In the conventional microwave-excited discharge lamp, when the microwave-excited discharge lamp attains to a small size in order to reduce size of the light source, the aforementioned problem about the impedance matching condition is improved. By miniaturization of the microwave-excited discharge lamp, the power loss due to the plasma discharge decreases, and the input impedance of the resonator also decreases.

On the other hand, the impedance on the power supply side can be reduced, for example, by reducing the internal volume of the waveguide. However, the waveguide has a high-pass filtering characteristic, and its cutoff frequency is dependent on the shape of the waveguiding channel inside the waveguide. Hence, another problem arises that microwaves cannot be propagated through the waveguiding channel if the waveguiding channel is made too small. Therefore, it is practically impossible to reduce the impedance on the power supply side in corresponding relationship to the input impedance of the resonator. As has been explained in the above, when the conventional microwave-excited discharge lamp attains to the small size, the impedance matching condition between the resonator and the waveguide can not be satisfied.

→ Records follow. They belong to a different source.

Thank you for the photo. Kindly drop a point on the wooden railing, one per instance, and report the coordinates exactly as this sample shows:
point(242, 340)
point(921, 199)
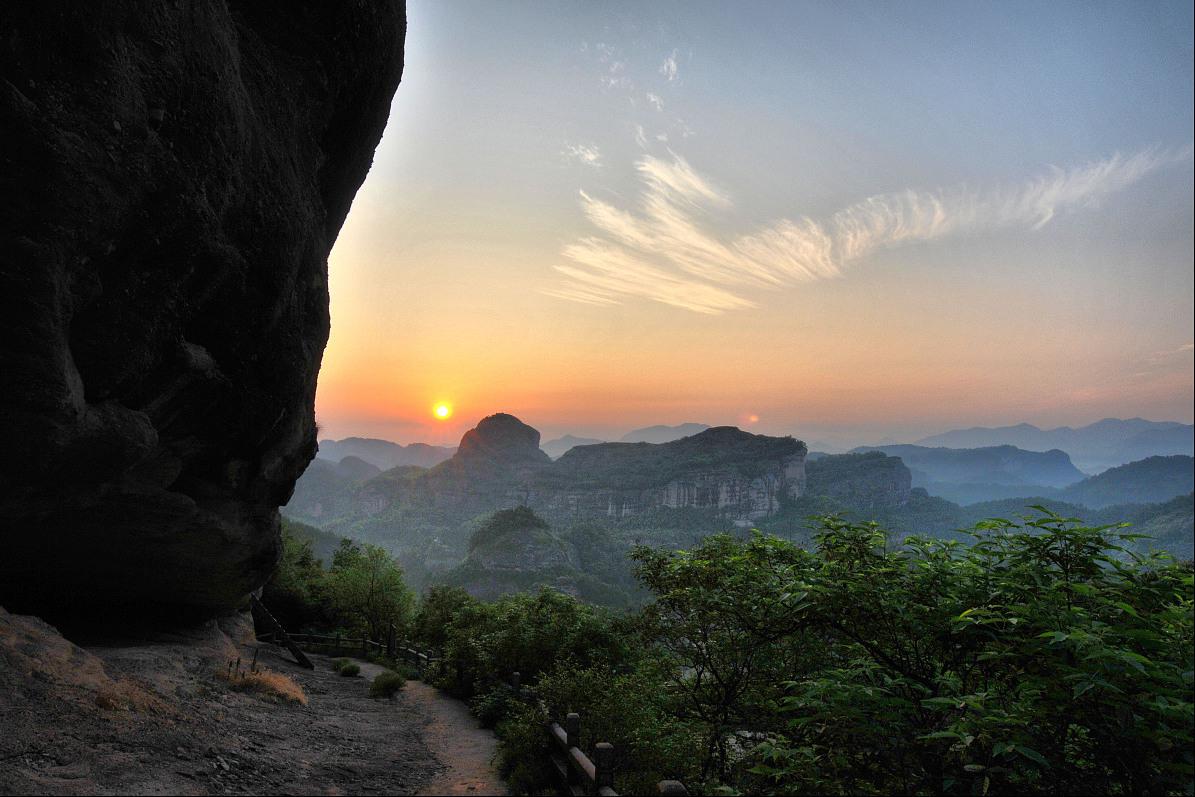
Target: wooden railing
point(578, 773)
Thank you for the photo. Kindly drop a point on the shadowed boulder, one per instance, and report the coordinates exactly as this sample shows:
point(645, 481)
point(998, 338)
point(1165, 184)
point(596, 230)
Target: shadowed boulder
point(172, 179)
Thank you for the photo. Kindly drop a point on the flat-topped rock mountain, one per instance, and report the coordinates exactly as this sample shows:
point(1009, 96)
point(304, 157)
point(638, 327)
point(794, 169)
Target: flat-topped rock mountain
point(730, 472)
point(173, 178)
point(1094, 448)
point(382, 453)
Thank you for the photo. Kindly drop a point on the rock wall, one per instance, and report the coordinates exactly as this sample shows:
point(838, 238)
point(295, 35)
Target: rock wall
point(740, 476)
point(171, 181)
point(731, 495)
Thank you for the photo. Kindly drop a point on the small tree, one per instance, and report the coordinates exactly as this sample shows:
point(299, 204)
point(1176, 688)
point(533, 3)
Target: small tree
point(367, 590)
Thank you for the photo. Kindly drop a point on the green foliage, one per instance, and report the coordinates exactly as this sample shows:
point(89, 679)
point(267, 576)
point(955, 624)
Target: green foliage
point(437, 608)
point(293, 594)
point(525, 633)
point(519, 520)
point(386, 684)
point(1045, 657)
point(366, 590)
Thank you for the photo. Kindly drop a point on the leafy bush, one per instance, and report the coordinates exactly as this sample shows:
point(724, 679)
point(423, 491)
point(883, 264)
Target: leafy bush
point(527, 635)
point(492, 706)
point(1045, 657)
point(386, 684)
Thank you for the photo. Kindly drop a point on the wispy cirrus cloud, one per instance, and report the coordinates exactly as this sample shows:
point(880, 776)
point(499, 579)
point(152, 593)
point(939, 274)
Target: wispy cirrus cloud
point(668, 250)
point(583, 153)
point(669, 68)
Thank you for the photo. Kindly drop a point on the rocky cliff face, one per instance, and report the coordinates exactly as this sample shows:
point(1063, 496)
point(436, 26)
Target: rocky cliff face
point(171, 181)
point(734, 473)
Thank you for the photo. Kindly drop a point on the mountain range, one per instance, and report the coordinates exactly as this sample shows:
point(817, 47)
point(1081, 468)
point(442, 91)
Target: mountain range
point(382, 453)
point(1092, 448)
point(598, 500)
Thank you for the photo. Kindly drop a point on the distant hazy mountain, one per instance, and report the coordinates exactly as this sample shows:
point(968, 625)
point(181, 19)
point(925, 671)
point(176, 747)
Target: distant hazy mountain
point(1150, 480)
point(1092, 448)
point(556, 448)
point(662, 434)
point(972, 474)
point(384, 453)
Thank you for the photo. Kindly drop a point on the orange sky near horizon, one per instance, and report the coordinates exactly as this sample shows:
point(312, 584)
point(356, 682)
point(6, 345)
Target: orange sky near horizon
point(533, 237)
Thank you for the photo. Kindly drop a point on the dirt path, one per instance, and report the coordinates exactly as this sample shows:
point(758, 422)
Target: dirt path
point(153, 718)
point(458, 741)
point(342, 742)
point(464, 749)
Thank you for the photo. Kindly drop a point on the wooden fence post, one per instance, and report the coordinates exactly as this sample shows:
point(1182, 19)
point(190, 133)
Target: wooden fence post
point(573, 734)
point(604, 766)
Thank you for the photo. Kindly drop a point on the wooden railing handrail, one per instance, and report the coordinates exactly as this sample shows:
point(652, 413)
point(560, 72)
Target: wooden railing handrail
point(583, 774)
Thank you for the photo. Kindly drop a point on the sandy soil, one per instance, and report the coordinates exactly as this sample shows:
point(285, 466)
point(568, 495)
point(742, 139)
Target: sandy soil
point(154, 719)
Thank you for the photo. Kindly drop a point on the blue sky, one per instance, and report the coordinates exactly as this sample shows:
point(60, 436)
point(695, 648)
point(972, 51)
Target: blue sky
point(826, 216)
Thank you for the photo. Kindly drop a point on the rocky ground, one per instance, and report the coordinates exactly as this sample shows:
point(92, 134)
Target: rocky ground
point(152, 717)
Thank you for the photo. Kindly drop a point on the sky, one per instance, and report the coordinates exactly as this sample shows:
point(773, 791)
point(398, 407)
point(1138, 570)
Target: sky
point(843, 221)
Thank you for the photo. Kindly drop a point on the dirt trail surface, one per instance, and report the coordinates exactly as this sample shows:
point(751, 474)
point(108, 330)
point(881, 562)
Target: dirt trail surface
point(154, 719)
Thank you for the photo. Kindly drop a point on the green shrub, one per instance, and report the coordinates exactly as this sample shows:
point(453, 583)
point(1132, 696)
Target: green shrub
point(492, 706)
point(386, 685)
point(1046, 657)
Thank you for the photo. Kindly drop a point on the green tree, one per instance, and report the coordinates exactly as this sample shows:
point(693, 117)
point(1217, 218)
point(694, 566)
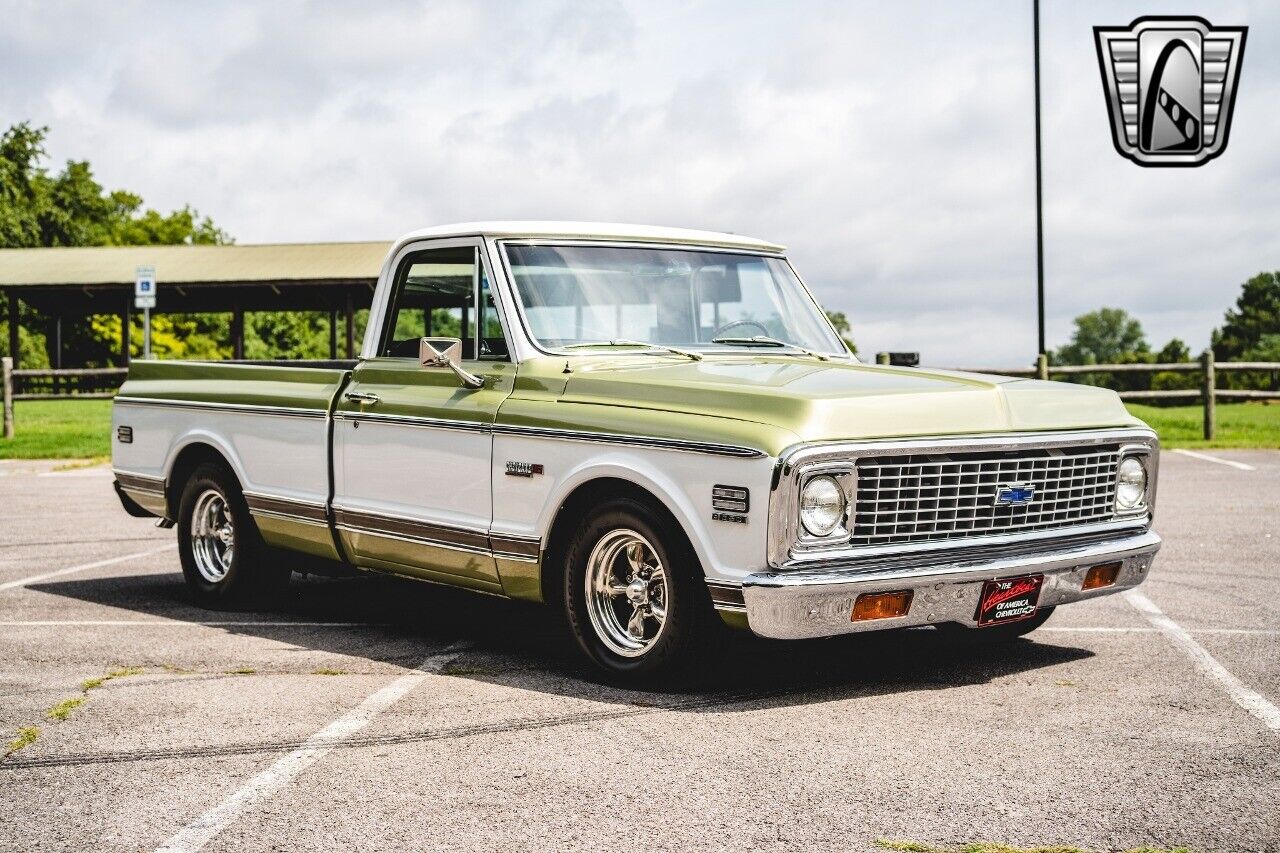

Furthermore, in the case that the light output from the light source is used by means of converging the light through a lens or a reflecting mirror, reducing the size of the light source is highly recommended in order to efficiently extract the light output. As described in "Small Long-Lived Stable Light Source for Projection- Display Applications," International Symposium Digest, Technical Report, Vol. 24, pp. 716-719, for example, when a microwave-excited discharge lamp is used as a backlight source for a projection display, it is highly recommended that the microwave-excited discharge lamp be small in size in order to efficiently extract the light output from the backlight source.

However, in the conventional microwave-excited discharge lamp, when the conventional microwave-excited discharge lamp attains to the small size, there is the problem that the impedance matching condition between the resonator and the waveguide can not be satisfied. Thereby, it is difficult to use the conventional microwave-excited discharge lamp for the backlight source of the projection display.

The object of the present invention is to provide a microwave-excited discharge lamp that can solve the aforementioned problems.

In order to achieve the above-mentioned object, a microwave-excited discharge lamp in accordance with the present invention comprises:

an outer case disposed in a microwave electromagnetic field, and the outer case sealing at least a discharge gas, and

an inner case disposed inside the outer case, and the inner case sealing at least a discharge gas.

According to the present invention, the microwave-excited discharge lamp is constituted with a double-case construction consisting of the outer case disposed in the microwave electromagnetic field and the inner case disposed inside the outer case. Thereby, a plasma discharge as prescribed in the design can be produced within the inner case without being affected by the environmental conditions such as temperature, wind, humidity, etc., to which the microwave-excited discharge lamp is subjected. In this way, the effects of the environmental conditions on the microwave-excited discharge lamp can be reduced.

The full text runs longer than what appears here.